Recently, you may have seen that the fine folks at the Haverford Communications department wrote an article about my internship and I’m going to talk about the sequential iron extraction that was mentioned in the article.
In the Sequential Iron Extraction, we are separating the iron by what mineral phase it is a part of. This allows us to see how much highly-reactive iron (reduced Fe 2+) is present. The ratio of this to the total amount of iron present in the samples, iron tells us whether the ocean was oxic (high in oxygen, like present day) or anoxic. If the ratio is below 0.38, then it is oxic.
If it is anoxic, there are two possible conditions, being euxinic (high in sulfur, similar to the Black Sea today) or ferruginous(iron rich).

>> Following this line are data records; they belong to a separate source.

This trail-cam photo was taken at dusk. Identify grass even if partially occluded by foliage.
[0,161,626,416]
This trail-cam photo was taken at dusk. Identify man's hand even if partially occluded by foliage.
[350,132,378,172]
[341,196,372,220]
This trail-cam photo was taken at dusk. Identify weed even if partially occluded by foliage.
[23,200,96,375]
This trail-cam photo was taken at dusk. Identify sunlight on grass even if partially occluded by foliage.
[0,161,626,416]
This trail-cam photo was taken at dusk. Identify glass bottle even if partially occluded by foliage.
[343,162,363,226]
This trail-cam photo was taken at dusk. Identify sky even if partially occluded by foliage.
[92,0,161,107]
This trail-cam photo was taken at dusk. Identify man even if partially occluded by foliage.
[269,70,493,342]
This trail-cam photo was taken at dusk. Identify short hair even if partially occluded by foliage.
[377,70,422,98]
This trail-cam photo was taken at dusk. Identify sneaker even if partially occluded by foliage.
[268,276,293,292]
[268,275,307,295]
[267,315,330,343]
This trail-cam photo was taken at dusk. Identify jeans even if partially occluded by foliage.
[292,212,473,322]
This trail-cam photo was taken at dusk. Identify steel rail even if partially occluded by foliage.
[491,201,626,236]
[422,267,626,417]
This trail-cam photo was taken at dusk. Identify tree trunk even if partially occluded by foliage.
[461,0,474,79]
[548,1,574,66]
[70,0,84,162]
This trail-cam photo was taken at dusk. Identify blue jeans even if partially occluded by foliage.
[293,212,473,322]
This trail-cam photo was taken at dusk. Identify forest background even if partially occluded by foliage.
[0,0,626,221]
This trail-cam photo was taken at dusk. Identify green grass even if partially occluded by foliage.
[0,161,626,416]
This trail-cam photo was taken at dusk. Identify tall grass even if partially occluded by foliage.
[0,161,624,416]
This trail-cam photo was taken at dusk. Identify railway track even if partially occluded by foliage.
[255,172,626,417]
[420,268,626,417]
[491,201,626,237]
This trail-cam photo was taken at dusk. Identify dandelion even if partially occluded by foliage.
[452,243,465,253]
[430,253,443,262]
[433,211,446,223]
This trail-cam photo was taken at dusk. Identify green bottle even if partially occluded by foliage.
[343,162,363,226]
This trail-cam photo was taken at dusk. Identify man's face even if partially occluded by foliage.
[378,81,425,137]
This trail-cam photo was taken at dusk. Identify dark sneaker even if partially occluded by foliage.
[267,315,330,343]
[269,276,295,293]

In this case, we take a ratio of iron as pyrite to highly-reactive iron. We get the amount of pyritic iron from CRS (described in my previous post). If the ratio is below 0.8, then it is ferruginous, which is what we believe data is indicating right now, but we do not have the information about whether it is oxic/anoxic.
This sequential iron extraction has led to “The Case of the Missing Iron”, a tale with a mysterious disappearance of iron from some samples, which is now nowhere to be found.

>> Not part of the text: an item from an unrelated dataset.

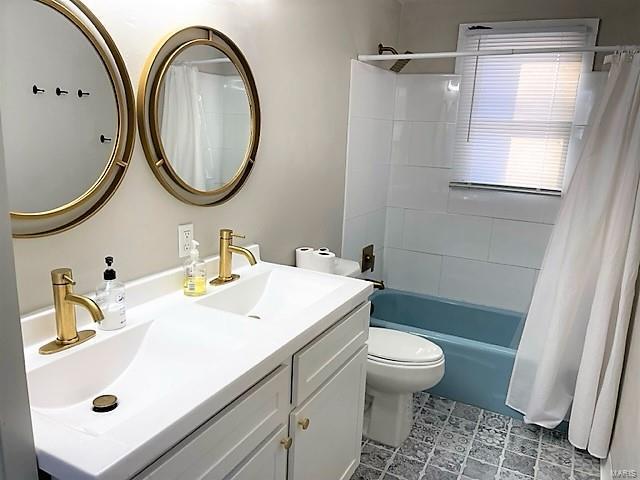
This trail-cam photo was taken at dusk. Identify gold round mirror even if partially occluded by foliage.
[0,0,135,238]
[138,27,260,206]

The extraction method was developed in Simon Poulton’s lab and published in a 2004 paper. There is a specific sequence in which the steps need to be done because later steps also remove the iron associated with the earlier steps. Both Dave and JC, a graduate student in the lab, have run standards in the Poulton lab.

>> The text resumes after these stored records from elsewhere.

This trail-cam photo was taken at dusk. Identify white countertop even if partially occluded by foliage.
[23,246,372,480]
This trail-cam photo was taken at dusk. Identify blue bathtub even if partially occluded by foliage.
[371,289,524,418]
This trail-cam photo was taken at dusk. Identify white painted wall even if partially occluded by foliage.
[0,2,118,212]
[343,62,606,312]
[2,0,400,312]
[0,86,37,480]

In the procedure, the acetate extraction, requires that it be in a heated water bath, which requires a lot of set-up. Ben Gill, my advisor, had run his own samples to determine if he could just have the samples be spun on a rotator, and found no significant difference. However, Ben, was given the standards to run in Dave’s lab, and was extracting less iron in the acetate step than what Dave and JC had found, even after attempting different methods. Another twist in this tale is that Ben got the same results for the last two steps, meaning that there is some “missing iron” out there. We would usually expect to see the same total amount extracted, with the “missing iron” appearing in a later step.